Although the fast is most beneficial to the health, it is regarded principally as a method of self-purification. By cutting oneself off from worldly comforts, even for a short time, a fasting person gains true sympathy with those who go hungry as well as growth in one’s spiritual life.

Setting the Intention

When Ramadan begins, any person who intends to fast must openly or silently express to Allah the following:


“I intend to fast today for the sake of Allah. O Allah, make it easy for me and accept it from me.”

When it is time to break the fast at sunset, the Muslim should say:
“O Allah, For Your Sake I fasted, in You I believe, in You I trust, and with the food You provide I break my fast.”

Fasting at a Glance

1.5 billion Muslims of the world celebrate their holiest month of Ramadan every year.

Ramadan is the 9th month in the lunar year.

During this month, healthy Muslim adults observe Fasting during the daylight hours. Muslim Fasting is a total abstention from eating, drinking, and sexual relations from dawn to dusk for 29 or 30 days of the month of Ramadan.
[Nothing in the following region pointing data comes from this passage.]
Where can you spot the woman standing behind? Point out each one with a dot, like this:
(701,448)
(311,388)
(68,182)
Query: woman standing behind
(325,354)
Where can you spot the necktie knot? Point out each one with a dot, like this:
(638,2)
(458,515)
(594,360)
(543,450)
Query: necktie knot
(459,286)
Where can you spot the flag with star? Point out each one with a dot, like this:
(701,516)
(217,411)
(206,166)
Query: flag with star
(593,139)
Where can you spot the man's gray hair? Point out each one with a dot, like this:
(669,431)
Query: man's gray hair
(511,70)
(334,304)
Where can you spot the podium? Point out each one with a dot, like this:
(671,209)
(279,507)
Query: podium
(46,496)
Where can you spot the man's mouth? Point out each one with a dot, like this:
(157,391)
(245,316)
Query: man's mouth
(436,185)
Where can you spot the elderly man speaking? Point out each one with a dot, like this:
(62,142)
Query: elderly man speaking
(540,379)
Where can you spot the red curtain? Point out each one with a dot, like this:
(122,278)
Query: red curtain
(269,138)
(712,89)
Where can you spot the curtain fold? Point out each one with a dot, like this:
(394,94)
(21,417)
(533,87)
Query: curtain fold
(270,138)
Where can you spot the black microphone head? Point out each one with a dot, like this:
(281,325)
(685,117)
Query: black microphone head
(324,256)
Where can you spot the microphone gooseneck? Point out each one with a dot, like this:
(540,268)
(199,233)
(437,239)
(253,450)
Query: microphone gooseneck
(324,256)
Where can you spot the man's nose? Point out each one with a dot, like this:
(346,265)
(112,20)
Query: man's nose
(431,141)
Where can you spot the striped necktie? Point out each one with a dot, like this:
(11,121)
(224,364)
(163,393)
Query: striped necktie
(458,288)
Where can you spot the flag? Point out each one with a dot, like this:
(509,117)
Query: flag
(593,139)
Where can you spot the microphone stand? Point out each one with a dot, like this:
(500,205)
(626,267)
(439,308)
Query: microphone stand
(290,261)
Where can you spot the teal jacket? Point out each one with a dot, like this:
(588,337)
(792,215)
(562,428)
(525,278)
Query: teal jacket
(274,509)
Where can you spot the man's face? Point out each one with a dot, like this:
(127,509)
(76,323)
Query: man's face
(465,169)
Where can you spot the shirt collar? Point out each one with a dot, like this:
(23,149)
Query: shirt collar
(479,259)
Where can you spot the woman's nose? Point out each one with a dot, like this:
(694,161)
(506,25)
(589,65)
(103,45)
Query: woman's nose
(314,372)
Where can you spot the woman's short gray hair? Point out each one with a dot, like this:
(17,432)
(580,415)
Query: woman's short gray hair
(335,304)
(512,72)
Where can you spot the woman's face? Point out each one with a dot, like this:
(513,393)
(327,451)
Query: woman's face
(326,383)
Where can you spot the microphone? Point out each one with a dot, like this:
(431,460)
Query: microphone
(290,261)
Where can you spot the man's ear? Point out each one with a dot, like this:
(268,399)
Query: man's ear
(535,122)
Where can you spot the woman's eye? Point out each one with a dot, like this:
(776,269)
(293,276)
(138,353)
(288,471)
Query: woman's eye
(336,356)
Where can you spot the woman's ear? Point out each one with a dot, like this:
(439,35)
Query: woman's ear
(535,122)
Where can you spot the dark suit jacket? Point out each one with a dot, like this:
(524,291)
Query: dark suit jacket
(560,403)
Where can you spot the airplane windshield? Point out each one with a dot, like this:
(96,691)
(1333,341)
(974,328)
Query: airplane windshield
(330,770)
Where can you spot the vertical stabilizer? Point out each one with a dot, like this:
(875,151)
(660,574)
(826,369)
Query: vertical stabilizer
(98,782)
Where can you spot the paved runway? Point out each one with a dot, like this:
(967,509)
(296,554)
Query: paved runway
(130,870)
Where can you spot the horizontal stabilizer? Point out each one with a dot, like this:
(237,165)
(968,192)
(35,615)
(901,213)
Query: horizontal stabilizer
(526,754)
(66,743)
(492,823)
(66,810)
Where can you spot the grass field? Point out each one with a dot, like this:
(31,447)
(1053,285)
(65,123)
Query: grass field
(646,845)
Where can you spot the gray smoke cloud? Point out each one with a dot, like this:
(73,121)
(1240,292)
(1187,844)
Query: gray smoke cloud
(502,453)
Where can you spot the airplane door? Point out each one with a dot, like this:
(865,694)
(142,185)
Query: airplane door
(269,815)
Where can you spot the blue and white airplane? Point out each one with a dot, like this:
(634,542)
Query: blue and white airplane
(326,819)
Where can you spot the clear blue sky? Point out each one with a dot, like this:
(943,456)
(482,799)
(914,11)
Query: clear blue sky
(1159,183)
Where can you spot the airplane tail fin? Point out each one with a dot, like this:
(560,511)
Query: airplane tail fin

Also, avoiding immoral behavior and anger and showing compassion is part of the requirements of the fasting. The purpose of fasting is manifold.

Allah (the God Almighty) mentioned in the Holy Book of the Muslims, Quran, that the fasting is prescribed for the believers as it was prescribed for the people before them, so that they may acquire self control and God-consciousness.

Therefore, the purpose of the fasting is to develop God-consciousness, self-control, improvement of health by reducing or eliminating impurities from the body, and to become aware of the plight of the poor, hungry, and the sick.

 Ramadan is a month of spiritual consciousness and high sense of social responsibility.

The fulfillment of one’s obligations during the month is rewarded by 70 times. Fasting is one of the 5 pillars of Islam including Announcement of Faith, Salaat (praying 5 times a day), Zakaat (the right of the poor on the wealth of the financially able), Fasting during the month of Ramadan, and Hajj (once a life time pilgrimage to Kaaba).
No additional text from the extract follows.